Alla stregua dei richiamati principi la censura che il ricorrente muove alla sentenza impugnata in punto di erronea valutazione del ruolo causale della malattia professionale, si risolve in un mero dissenso diagnostico in quanto non viene denunciata, propriamente,devianza dai canoni fondamentali della scienza medico – legale o dai protocolli praticati per particolari assicurazioni sociali,bensì non corrispondenza a pareri espressi da studiosi della materia in occasione di Convegni o di pubblicazioni.

Peraltro, non è allegato, e non risulta, che in sede di merito vennero dedotte contestazioni alla consulenza, analoghe a quelle articolate in sede di ricorso per cassazione.

Con la seconda censura la ricorrente, denunciando violazione e falsa applicazione del D.P.R. n. 1124 del 1965, artt. 3 e 85 e dell’art. 2697 c.c. nonchè vizio di motivazione, formula, ai sensi dell’art. 366 bis c.p.c. così come introdotto dal D.Lgs. n. 40 del 2006, art. 6 il seguente quesito di diritto: “il diritto alla rendita dei superstiti deve essere riconosciuto anche qualora la tecnopatia sia stata concausa del decesso e cioè quando la malattia sopravvenuta (nel caso di specie tumore polmonare) pur non ricollegandosi etiopatologicamente alla tecnopatia, sia stata da questo comunque influenzata nel solo finale esito letale (nel caso di specie incidendo sull’apparato respiratorio già debilitato della m.p. e da cure con analgesici)”.

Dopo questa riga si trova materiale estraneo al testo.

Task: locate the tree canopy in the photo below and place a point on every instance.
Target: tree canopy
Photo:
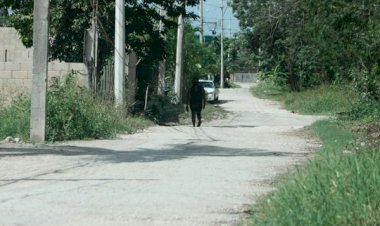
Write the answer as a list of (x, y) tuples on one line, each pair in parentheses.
[(314, 41)]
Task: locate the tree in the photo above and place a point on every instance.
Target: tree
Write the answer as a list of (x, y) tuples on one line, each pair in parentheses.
[(313, 41), (70, 18)]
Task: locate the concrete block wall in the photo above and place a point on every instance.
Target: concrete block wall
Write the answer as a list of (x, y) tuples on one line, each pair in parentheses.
[(16, 63)]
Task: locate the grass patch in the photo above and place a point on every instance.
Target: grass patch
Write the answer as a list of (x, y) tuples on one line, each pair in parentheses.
[(14, 119), (338, 187), (73, 113), (321, 100)]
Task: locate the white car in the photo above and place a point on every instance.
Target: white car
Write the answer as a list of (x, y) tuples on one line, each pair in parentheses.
[(211, 91)]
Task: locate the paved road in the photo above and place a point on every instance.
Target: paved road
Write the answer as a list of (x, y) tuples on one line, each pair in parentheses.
[(164, 176)]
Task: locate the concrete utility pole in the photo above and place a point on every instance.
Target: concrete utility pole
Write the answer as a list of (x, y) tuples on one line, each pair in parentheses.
[(179, 59), (40, 71), (201, 36), (119, 53), (94, 53), (222, 49), (162, 63), (132, 64)]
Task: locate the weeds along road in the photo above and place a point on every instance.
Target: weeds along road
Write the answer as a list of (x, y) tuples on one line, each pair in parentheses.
[(163, 176)]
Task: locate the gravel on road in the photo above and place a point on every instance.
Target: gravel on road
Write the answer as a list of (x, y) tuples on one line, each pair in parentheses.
[(178, 175)]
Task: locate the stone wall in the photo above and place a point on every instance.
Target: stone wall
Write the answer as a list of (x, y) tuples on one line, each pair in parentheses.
[(16, 66)]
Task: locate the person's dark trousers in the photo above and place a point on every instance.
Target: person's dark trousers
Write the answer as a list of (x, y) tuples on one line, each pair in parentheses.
[(199, 117)]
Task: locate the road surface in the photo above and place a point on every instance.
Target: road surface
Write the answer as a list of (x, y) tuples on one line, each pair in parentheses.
[(163, 176)]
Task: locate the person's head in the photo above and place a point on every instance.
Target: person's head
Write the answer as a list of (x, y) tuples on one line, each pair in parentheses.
[(195, 81)]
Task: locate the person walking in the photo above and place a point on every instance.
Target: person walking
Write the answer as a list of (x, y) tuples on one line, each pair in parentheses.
[(196, 98)]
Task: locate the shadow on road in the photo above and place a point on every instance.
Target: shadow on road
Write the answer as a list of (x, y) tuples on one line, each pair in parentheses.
[(172, 152)]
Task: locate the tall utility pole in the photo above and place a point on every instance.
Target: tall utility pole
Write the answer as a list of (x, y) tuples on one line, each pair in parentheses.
[(179, 59), (222, 49), (94, 53), (201, 35), (40, 71), (119, 52), (162, 63)]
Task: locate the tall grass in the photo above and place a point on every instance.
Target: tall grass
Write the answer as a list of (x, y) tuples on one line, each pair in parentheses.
[(14, 118), (72, 113), (337, 187), (321, 100)]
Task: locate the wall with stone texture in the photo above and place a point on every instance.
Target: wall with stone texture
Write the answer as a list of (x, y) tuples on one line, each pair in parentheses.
[(16, 66)]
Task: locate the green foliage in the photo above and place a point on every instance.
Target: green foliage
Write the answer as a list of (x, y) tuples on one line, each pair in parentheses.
[(314, 42), (325, 99), (163, 110), (337, 187), (73, 113), (69, 19), (14, 118)]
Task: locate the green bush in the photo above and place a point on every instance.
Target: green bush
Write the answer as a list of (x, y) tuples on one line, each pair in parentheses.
[(14, 119), (72, 113), (338, 187)]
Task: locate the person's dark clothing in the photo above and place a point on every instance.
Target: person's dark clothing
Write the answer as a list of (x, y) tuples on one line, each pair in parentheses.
[(196, 95), (196, 100)]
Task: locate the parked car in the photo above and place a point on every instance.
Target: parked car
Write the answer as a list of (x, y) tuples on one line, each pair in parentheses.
[(212, 91)]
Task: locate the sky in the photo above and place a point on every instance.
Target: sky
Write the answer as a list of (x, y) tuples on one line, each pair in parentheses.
[(212, 18)]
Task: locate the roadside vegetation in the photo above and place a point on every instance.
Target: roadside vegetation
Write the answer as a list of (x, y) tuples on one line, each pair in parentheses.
[(73, 113), (339, 184)]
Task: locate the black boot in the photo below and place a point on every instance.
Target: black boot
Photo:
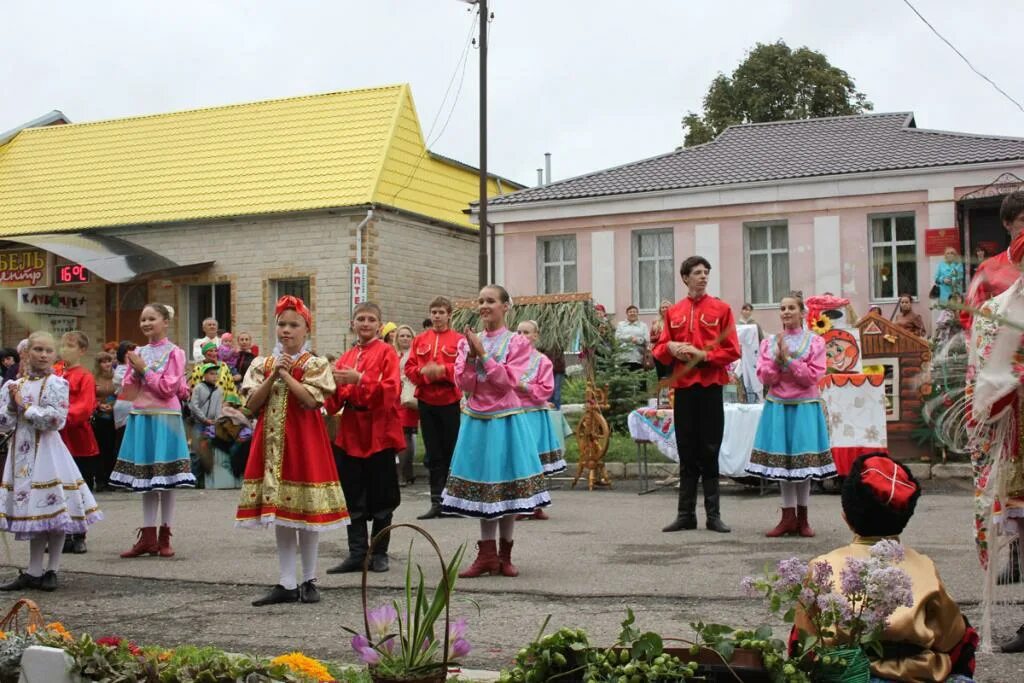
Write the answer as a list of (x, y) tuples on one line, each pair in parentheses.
[(378, 560), (712, 505), (357, 543), (1012, 572), (686, 518), (1017, 644)]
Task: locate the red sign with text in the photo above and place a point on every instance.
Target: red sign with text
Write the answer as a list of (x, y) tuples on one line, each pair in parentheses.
[(937, 240)]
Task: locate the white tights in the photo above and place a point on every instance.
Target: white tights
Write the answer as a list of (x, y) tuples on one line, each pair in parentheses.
[(489, 528), (154, 500), (290, 540), (796, 493), (37, 547)]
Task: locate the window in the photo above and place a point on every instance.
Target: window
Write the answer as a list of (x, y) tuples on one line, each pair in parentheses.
[(556, 264), (653, 268), (894, 256), (890, 386), (767, 260), (209, 301)]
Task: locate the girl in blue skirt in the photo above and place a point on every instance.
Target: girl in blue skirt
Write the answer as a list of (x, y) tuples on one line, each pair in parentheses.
[(496, 470), (792, 443), (154, 458)]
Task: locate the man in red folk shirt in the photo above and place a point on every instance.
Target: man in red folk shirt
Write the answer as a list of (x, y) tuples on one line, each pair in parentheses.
[(698, 341), (431, 369)]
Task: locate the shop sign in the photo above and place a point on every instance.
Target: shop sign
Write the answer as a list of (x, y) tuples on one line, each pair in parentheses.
[(51, 302), (25, 267), (358, 284), (937, 240)]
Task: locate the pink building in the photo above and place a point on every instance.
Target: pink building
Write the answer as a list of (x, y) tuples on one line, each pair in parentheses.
[(841, 205)]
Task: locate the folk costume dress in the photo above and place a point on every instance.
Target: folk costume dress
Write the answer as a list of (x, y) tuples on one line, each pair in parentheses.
[(792, 441), (42, 488), (154, 453), (535, 390), (291, 478), (496, 470)]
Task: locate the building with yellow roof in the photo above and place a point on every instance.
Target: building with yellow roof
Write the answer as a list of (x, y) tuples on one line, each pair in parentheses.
[(220, 210)]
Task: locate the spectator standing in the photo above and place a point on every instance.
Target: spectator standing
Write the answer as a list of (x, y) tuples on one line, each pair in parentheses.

Allega al riguardo la ricorrente, inoltre, che la relazione del CTU, su cui si basa la sentenza impugnata, è del tutto carente non essendovi alcun approfondimento in relazione all’iter che la neoplasia avrebbe potuto avere in assenza della malattia professionale.

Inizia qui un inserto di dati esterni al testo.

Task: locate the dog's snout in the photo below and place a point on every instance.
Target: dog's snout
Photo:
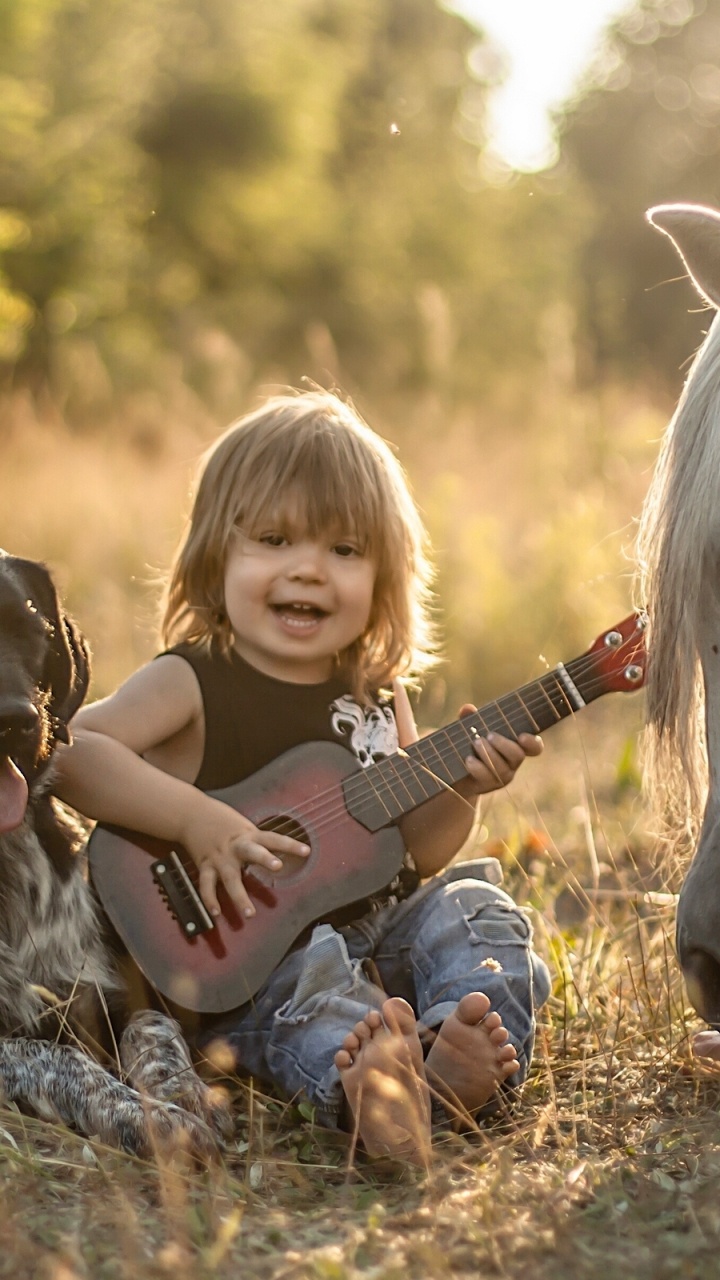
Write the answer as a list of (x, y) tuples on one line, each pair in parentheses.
[(19, 720)]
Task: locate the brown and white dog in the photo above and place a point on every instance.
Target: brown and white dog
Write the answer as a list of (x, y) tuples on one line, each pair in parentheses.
[(57, 972)]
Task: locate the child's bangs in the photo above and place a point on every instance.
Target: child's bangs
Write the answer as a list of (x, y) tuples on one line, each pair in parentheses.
[(319, 489)]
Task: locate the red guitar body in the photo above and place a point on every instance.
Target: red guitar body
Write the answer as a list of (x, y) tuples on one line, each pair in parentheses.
[(222, 968), (345, 813)]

La censura non è esaminabile in questa sede.

Il motivo, invero, contiene la contemporanea deduzione di violazione di legge e vizio di motivazione, la cui mescolanza è contraria alla regola di chiarezza posta dall’art. 366 bis c.p.c. cit..

La Cassazione,infatti, ha ritenuto l’inammissibilità del motivo di ricorso nel cui contesto trovino formulazione, al tempo stesso, censure aventi ad oggetto violazione di legge e vizi della motivazione, ciò costituendo una negazione della regola di chiarezza posta dall’art. 366-bis cod. proc. civ. (nel senso che ciascun motivo deve contenere la chiara indicazione del fatto controverso in relazione al quale la motivazione si assume omessa ovvero delle ragioni per le quali la dedotta insufficienza della motivazione la rende inidonea a giustificare la decisione) giacchè si affida alla Corte di cassazione il compito di enucleare dalla mescolanza dei motivi la parte concernente il vizio di motivazione, che invece deve avere una autonoma collocazione (V. Cass. 11 aprile 2008 n. 9470 e 23 luglio 2008 n. 20355 e ancora nello stesso senso 29 febbraio 2008 n. 5471).

Il motivo è comunque infondato pur interpretandolo come diretto alla deduzione del solo vizio di motivazione o , in alternativa, della sola violazione di legge.

Invero, nel primo caso la censura si risolve, alla stregua delle considerazioni svolte con riferimento all’esame del primo motivo, in un mero dissenso diagnostico.

Nella seconda ipotesi il principio di cui si chiede l’affermazione non è, comunque, decisivo attesa la esclusione, accertata dalla sentenza di appello, di un ruolo concausale della malattia professionale.

Sulla base delle esposte considerazioni il ricorso, pertanto, va rigettato.

Le spese del giudizio di legittimità seguono la soccombenza dovendosi applicare la nuova disciplina delle spese nei procedimenti in materia di previdenza e assistenza, introdotta dal D.L. 30 settembre 2003, n. 269, art. 42, comma 11, convertito con modificazioni nella L. 24 novembre 2003, n. 326, trattandosi di giudizio di cassazione conseguente a fase di merito introdotta in epoca posteriore all’entrata in vigore dell’indicato D.L. (2 ottobre 2003).

P.Q.M.

La Corte rigetta il ricorso. Condanna la ricorrente al pagamento delle spese del giudizio di legittimità liquidate in Euro 17,00, oltre E. 1.500,00 per onorario, ed oltre spese, IVA e CPA. Così deciso in Roma, nella Camera di consiglio, il 20 Aprile 2010.